Lontar.id – Seluruh kawasan industri di Indonesia diharapkan membentuk Rumah Perlindungan Pekerja Perempuan atau RP3 di wilayahnya masing-masing.
Harapan itu disampaikan oleh Menteri Pemberdayaan Perempuan dan Perlindungan Anak (PPPA), Bintang Puspayoga, saat meresmikan RP3 di Kawasan Industri milik PT Krakatau Industrial Estate Cilegon atau (KIEC) pada Selasa (10/12/3019) di Kota Cilegon, Provinsi Banten.
Bintang menyampaikan bahwa pembentukan RP3 merupakan upaya pemerintah, dalam hal ini Kementerian Pemberdayaan Perempuan dan Perlindungan Anak (Kemen PPPA), bersinergi dengan sektor swasta untuk memberikan perlindungan dan kepastian jaminan keadilan bagi perempuan pekerja.
“Saya sangat berharap RP3 ini dapat menginspirasi dan diduplikasi oleh Kawasan Industri lainnya di seluruh Indonesia.

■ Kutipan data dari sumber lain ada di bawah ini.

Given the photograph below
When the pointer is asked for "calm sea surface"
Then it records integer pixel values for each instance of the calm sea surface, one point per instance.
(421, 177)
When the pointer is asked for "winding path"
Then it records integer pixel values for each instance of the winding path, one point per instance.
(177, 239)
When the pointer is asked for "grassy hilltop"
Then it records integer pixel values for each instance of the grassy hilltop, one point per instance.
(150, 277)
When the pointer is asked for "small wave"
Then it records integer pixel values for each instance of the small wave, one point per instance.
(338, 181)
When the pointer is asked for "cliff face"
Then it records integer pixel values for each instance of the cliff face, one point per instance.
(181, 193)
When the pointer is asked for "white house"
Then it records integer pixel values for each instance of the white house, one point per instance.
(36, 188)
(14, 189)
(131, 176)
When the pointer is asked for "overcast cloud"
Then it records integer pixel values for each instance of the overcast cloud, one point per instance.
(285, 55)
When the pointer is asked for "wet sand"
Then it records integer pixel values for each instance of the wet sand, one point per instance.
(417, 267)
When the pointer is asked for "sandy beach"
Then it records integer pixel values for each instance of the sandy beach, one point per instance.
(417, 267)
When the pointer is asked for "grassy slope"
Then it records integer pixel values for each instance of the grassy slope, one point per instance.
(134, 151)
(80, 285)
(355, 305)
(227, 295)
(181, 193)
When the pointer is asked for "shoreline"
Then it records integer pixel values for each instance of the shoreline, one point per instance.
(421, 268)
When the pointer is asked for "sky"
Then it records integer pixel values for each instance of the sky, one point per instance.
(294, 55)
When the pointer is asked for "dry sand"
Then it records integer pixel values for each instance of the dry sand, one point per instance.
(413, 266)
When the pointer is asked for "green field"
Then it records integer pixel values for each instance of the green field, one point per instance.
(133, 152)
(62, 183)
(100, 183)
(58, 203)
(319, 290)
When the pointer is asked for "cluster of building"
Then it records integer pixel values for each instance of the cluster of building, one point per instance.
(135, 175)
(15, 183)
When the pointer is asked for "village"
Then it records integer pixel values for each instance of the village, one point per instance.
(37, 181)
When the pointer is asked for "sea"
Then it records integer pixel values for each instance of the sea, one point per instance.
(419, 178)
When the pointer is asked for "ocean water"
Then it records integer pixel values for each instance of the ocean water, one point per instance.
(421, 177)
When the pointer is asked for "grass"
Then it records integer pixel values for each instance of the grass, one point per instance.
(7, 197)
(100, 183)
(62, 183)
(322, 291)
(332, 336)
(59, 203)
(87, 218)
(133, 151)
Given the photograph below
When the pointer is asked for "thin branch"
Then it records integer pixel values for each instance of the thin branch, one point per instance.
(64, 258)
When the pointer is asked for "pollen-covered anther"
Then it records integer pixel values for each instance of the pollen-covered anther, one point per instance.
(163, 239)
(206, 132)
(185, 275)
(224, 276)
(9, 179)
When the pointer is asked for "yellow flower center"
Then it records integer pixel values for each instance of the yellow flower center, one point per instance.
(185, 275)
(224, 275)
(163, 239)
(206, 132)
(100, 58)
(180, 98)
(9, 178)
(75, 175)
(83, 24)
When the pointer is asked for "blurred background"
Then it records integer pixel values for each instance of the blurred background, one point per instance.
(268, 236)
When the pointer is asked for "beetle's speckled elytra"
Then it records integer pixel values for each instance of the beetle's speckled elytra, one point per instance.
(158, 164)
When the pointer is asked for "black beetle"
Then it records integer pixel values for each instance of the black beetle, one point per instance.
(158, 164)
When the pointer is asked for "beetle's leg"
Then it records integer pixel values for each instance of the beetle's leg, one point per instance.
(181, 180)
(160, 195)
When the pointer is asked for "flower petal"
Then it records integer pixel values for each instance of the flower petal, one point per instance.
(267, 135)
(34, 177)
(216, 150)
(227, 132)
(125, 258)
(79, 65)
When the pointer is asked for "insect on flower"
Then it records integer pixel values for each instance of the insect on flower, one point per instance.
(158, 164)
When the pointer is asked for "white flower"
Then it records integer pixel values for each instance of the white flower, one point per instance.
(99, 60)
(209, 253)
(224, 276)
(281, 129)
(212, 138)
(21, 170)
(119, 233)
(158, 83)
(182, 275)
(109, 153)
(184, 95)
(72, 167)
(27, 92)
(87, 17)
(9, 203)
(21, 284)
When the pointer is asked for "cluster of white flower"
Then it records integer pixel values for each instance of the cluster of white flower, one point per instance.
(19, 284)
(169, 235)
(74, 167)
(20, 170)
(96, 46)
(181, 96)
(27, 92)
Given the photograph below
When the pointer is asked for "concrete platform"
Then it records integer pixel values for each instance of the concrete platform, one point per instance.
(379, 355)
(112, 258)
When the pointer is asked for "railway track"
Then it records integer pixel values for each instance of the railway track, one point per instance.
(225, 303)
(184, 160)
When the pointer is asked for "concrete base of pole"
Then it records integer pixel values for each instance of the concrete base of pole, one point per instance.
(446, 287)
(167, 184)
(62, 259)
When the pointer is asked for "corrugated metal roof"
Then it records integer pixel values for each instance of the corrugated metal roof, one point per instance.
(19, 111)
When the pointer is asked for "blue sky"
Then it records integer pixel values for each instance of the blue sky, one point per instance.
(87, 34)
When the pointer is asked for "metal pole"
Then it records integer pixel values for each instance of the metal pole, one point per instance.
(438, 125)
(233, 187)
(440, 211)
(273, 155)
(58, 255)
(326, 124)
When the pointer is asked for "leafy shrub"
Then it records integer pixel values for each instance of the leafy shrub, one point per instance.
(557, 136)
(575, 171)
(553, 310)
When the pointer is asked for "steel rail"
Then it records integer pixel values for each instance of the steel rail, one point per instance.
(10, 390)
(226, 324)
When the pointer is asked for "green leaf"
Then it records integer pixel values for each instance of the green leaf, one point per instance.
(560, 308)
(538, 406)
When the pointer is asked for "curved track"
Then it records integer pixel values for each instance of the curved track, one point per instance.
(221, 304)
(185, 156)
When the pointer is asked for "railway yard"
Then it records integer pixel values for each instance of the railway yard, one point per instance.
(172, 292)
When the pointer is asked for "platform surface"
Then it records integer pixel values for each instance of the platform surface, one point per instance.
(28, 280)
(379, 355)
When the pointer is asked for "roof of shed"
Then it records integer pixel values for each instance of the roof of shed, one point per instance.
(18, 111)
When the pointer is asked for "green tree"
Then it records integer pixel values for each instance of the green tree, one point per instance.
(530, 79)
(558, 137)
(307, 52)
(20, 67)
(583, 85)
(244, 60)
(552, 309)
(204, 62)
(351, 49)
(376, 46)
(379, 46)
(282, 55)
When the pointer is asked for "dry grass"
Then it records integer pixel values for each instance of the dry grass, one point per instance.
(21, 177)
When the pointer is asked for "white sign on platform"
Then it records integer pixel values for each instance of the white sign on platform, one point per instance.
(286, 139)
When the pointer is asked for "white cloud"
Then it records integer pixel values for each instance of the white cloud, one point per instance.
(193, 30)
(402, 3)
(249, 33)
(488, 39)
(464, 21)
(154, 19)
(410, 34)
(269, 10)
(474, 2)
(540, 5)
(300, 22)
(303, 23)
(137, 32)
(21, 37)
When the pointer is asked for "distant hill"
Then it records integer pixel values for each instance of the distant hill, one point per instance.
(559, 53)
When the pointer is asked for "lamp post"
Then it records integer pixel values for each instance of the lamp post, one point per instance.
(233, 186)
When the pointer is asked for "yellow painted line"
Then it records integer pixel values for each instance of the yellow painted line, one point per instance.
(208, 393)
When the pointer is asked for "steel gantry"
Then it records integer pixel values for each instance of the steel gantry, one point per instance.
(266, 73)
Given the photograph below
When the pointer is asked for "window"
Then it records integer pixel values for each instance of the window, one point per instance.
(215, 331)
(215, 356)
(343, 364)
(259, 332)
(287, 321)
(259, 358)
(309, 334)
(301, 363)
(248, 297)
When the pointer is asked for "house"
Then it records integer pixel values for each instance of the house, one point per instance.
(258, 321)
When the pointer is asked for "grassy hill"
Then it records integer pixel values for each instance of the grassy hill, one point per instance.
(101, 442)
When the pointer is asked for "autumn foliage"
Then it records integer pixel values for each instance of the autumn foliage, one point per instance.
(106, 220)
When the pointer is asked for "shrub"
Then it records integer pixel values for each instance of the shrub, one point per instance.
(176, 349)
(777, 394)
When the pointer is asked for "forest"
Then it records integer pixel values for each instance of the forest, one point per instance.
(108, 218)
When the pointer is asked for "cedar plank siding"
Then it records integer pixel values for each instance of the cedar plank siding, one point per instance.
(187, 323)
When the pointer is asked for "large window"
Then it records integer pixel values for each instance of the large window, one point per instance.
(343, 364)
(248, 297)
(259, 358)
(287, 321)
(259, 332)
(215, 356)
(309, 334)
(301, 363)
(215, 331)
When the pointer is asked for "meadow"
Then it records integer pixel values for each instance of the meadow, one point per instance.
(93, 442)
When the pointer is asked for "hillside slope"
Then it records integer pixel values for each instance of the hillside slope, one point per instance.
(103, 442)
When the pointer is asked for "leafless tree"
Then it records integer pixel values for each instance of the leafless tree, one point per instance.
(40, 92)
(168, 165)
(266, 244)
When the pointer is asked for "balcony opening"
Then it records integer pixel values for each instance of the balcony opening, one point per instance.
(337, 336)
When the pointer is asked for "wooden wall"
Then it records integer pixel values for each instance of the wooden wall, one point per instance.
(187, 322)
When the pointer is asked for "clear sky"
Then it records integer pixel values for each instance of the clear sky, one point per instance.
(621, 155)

Sehingga seluruh pekerja perempuan memiliki tempat yang aman dan nyaman ketika mereka mengalami kekerasan atau diskriminasi selama melakukan pekerjaan,” ujarnya melalui rilis tertulis.
Kemen PPPA menginsiasi pembentukan RP3 di Kawasan Industri. Tahun 2019, RP3 telah terbentuk di 5 kawasan industri yaitu di Cakung, Karawang, Pasuruan, Bintan dan Cilegon.
Pembentukan RP3 di Cilegon merupakan hasil kerja sama dengan KIEC dan didukung oleh Pemerintah Daerah Provinsi Banten dan Kota Cilegon. RP3 difasilitasi ruang konsultasi dan pengaduan bagi pekerja.
“Kalau RP3 sudah terbentuk, minimal rasa aman dan nyaman bagi pekerja perempuan itu sudah ada wadahnya untuk menyuarakan. Ini juga tidak lepas dari dukungan dari pemerintah daerah dengan kebijakannya,” tambah Menteri Bintang.
Menurut Direktur Umum PT. KIEC Priyo Budiarto, pembentukan dan peresmian RP3 ini sebagai bentuk komitmen PT. KIEC menghadirkan Kawasan industri yang nyaman baik bagi para investor maupun pekerjanya.
“Ini merupakan sebuah kebanggaan bagi PT. KIEC bisa merealisasikan fasilitas rumah perlindungan pekerja perempuan. Ini sebagai komitmen kami melengkapi fasilitas infrastruktur yang tujuan utamanya untuk meningkatkan perlindungan pekerja perempuan dari segala bentuk kekerasan dan diskriminasi di dunia usaha,” ujar Priyo Budiarto.